Re: [RFC PATCH] Minimal non-child process exit notification support

From: Daniel Colascione <dancol@google.com>
To: David Laight <David.Laight@aculab.com>
Cc: "linux-kernel@vger.kernel.org" <linux-kernel@vger.kernel.org>,
	"timmurray@google.com" <timmurray@google.com>,
	"joelaf@google.com" <joelaf@google.com>
Subject: Re: [RFC PATCH] Minimal non-child process exit notification support
Date: Wed, 31 Oct 2018 14:48:34 +0000	[thread overview]
Message-ID: <CAKOZueuuAGSDwXc2jdZM_=EJdsG0HeGZFLaFWDFNHLLKXJpwbg@mail.gmail.com> (raw)
In-Reply-To: <4ed9af67cf4a46708905d3f392344bcb@AcuMS.aculab.com>

On Wed, Oct 31, 2018 at 2:25 PM, David Laight <David.Laight@aculab.com> wrote:
> From: Daniel Colascione
>> Sent: 31 October 2018 12:56
>> On Wed, Oct 31, 2018 at 12:27 PM, David Laight <David.Laight@aculab.com> wrote:
>> > From: Daniel Colascione
>> >> Sent: 29 October 2018 17:53
>> >>
>> >> This patch adds a new file under /proc/pid, /proc/pid/exithand.
>> >> Attempting to read from an exithand file will block until the
>> >> corresponding process exits, at which point the read will successfully
>> >> complete with EOF.  The file descriptor supports both blocking
>> >> operations and poll(2). It's intended to be a minimal interface for
>> >> allowing a program to wait for the exit of a process that is not one
>> >> of its children.
>> >
>> > Why do you need an extra file?
>>
>> Because no current file suffices.
>
> That doesn't stop you making something work on any/all of the existing files.

Why overload?

>> > It ought to be possible to use poll() to wait for POLLERR having set
>> > 'events' to zero on any of the nodes in /proc/pid - or even on
>> > the directory itself.
>>
>> That doesn't actually work today. And waiting on a directory with
>> POLLERR would be very weird, since directories in general don't do
>> things like blocking reads or poll support. A separate file with
>> self-contained, well-defined semantics is cleaner.
>
> Device drivers will (well ought to) return POLLERR when a device
> is removed.
> Making procfs behave the same way wouldn't be too stupid.

That's overkill. You'd need to add poll support to files throughout
/proc/pid, and I don't think doing so would add any new capabilities
over keeping the changes localized to one new place.
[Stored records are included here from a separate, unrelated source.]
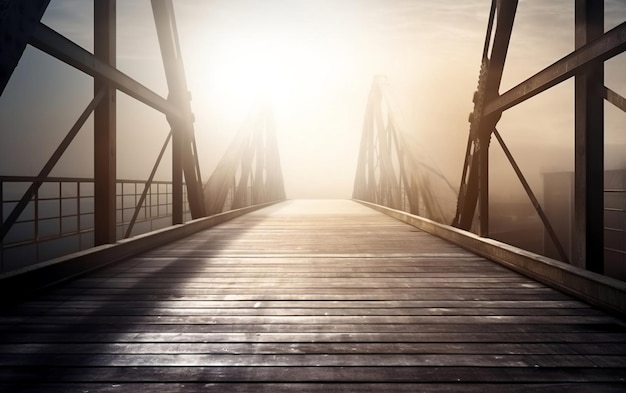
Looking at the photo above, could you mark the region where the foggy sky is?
[0,0,626,198]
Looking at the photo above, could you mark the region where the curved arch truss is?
[204,108,285,214]
[353,76,456,222]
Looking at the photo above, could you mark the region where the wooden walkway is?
[0,201,626,393]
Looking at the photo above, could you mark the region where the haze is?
[0,0,626,198]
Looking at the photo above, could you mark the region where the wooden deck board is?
[0,201,626,393]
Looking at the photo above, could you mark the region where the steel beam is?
[30,23,183,121]
[485,20,626,115]
[93,0,117,246]
[0,91,104,241]
[0,0,50,96]
[453,0,518,236]
[572,0,604,273]
[152,0,206,220]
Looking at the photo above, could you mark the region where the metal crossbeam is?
[353,76,456,222]
[204,108,285,214]
[453,0,517,236]
[484,20,626,115]
[0,0,50,95]
[453,0,626,273]
[30,24,182,120]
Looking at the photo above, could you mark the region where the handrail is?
[0,175,189,272]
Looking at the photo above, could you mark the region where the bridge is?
[0,0,626,392]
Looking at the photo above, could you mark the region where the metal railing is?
[0,176,190,273]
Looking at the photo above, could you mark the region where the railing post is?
[94,0,117,246]
[572,0,604,273]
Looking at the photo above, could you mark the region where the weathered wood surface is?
[0,201,626,393]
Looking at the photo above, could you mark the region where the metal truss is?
[204,108,285,214]
[353,76,456,222]
[453,0,626,273]
[0,0,206,245]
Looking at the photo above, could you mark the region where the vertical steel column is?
[572,0,604,273]
[94,0,117,246]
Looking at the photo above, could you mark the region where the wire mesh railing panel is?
[0,176,190,273]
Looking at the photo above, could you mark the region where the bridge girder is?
[0,0,206,245]
[353,76,456,222]
[204,107,286,215]
[452,0,626,273]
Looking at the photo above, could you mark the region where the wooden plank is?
[0,201,626,392]
[0,382,624,393]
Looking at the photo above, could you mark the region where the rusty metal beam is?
[94,0,117,246]
[29,24,182,121]
[453,0,518,236]
[152,0,206,220]
[485,20,626,115]
[204,108,285,214]
[0,0,50,96]
[572,0,604,273]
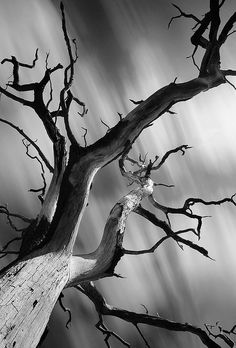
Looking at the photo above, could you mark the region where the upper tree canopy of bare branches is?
[0,0,236,348]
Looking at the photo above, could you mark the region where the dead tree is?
[0,0,236,348]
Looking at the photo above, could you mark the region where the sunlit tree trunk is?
[0,0,236,348]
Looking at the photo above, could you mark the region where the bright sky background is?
[0,0,236,348]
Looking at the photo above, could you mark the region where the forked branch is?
[75,282,221,348]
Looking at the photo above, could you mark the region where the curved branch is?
[75,282,221,348]
[67,178,153,287]
[0,118,54,173]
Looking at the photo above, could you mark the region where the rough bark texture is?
[0,0,236,348]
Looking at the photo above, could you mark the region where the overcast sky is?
[0,0,236,348]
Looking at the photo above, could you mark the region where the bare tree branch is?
[0,118,54,173]
[75,282,221,348]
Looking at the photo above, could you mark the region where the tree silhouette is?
[0,0,236,348]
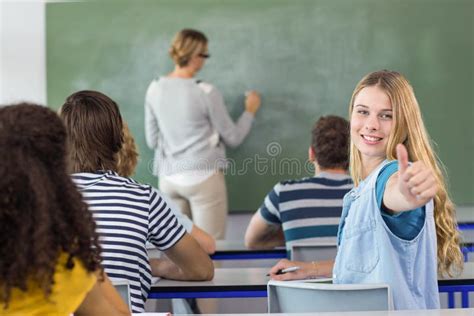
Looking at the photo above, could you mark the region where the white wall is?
[0,0,46,104]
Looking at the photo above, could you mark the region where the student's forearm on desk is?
[270,259,334,281]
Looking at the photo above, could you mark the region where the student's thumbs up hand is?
[397,144,438,209]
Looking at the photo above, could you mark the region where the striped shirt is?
[258,172,352,251]
[73,171,185,313]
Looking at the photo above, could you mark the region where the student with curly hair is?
[60,91,214,313]
[0,104,130,315]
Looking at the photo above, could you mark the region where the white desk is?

>> > Indeed, to avoid killing the wrong process you need to have opened
>> > some node of /proc/pid/* (maybe cmdline) before sending the kill
>> > signal.
>>
>> The kernel really needs better documentation of the semantics of
>> procfs file descriptors. You're not the only person to think,
>> mistakenly, that keeping a reference to a /proc/$PID/something FD
>> reserves $PID and prevents it being used for another process. Procfs
>> FDs do no such thing. kill(2) is unsafe whether or not
>> /proc/pid/cmdline or any other /proc file is open.
>
> Interesting.
> Linux 'fixed' the problem of pid reuse in the kernel by adding (IIRC)
> 'struct pid' that reference counts the pid stopping reuse.

Struct pid doesn't stop PID reuse. It just allows the kernel to
distinguish between a stale and current reference to a given PID. In a
sense, the "struct pid*" is the "real" name of a process and the
numeric PID is just a convenient way to find a struct pid.
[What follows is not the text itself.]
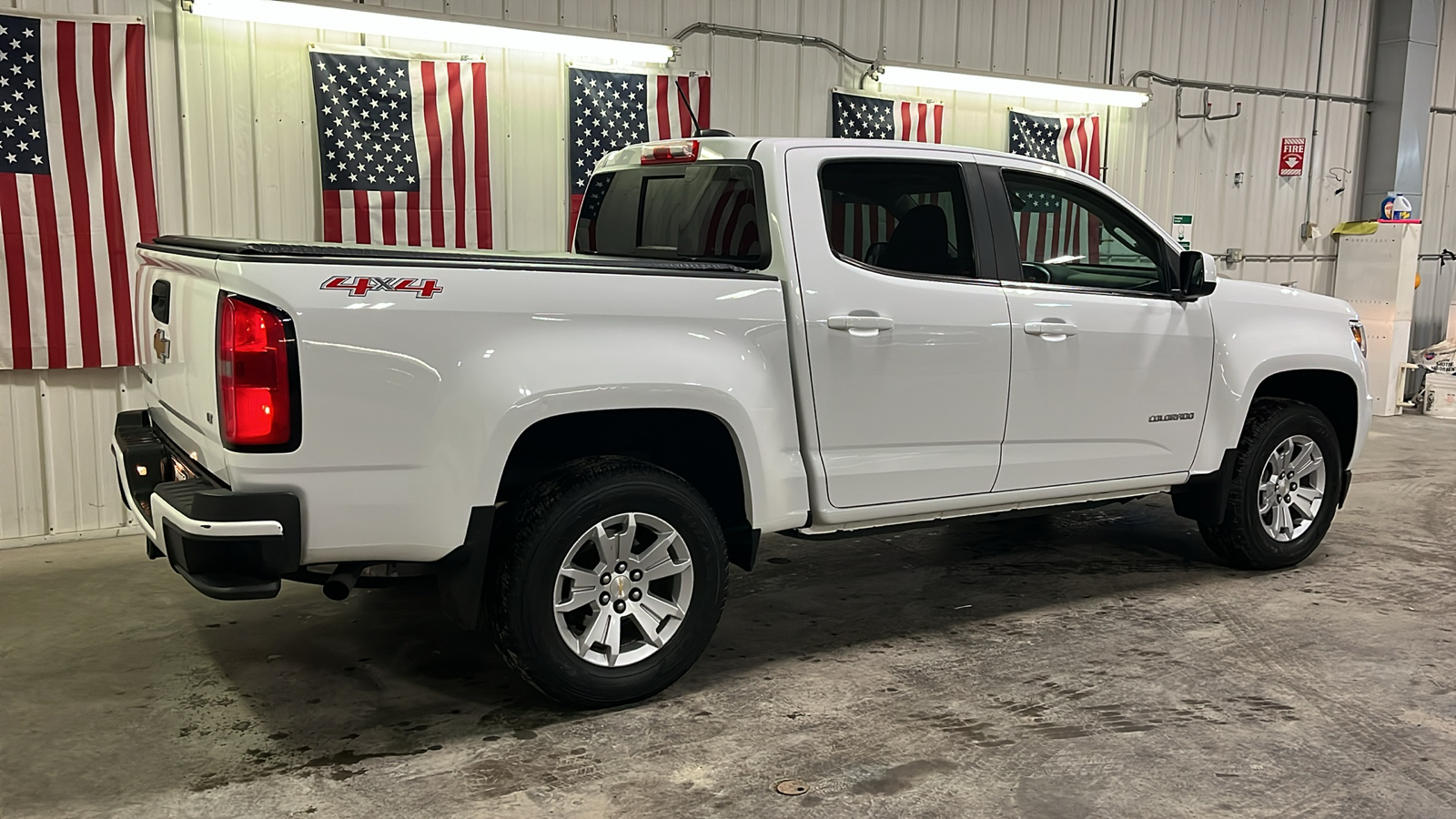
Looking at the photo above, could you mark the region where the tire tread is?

> But since the pids are still allocated sequentially userspace can
> still reference a pid that is freed and immediately reused.
> I'd have thought that procfs nodes held a reference count on the 'struct pid'.
> There's probably no reason why it shouldn't.
>
> Annoyingly non-GPL drivers can't release references to 'struct pid' so
> are very constrained about which processes they can signal.

If I had my way, I'd s/EXPORT_SYMBOL_GPL/EXPORT_SYMBOL/ in pid.c.
These routines seem generally useful. As an alternative, I suppose
drivers could just use the new /proc/pid/kill interface, with
sufficient contortions, just as userspace can.

> I also managed to use a stale 'struct pid' and kill the wrong process
> - much more likely that the pid number being reused.

That shouldn't be possible, unless by "stale 'struct pid'" you mean a
struct pid* referring to a struct pid that's been released and reused
for some other object (possibly a different struct pid instances), and
that's UB.

> If you look at the NetBSD pid allocator you'll see that it uses the
> low pid bits to index an array and the high bits as a sequence number.
> The array slots are also reused LIFO, so you always need a significant
> number of pid allocate/free before a number is reused.
> The non-sequential allocation also makes it significantly more difficult
> to predict when a pid will be reused.
> The table size is doubled when it gets nearly full.

NetBSD is still just papering over the problem. The real issue is that
the whole PID-based process API model is unsafe, and a clever PID
allocator doesn't address the fundamental race condition. As long as
PID reuse is possible at all, there's a potential race condition, and
correctness depends on hope. The only way you could address the PID
race problem while not changing the Unix process API is by making
pid_t ridiculously wide so that it never wraps around.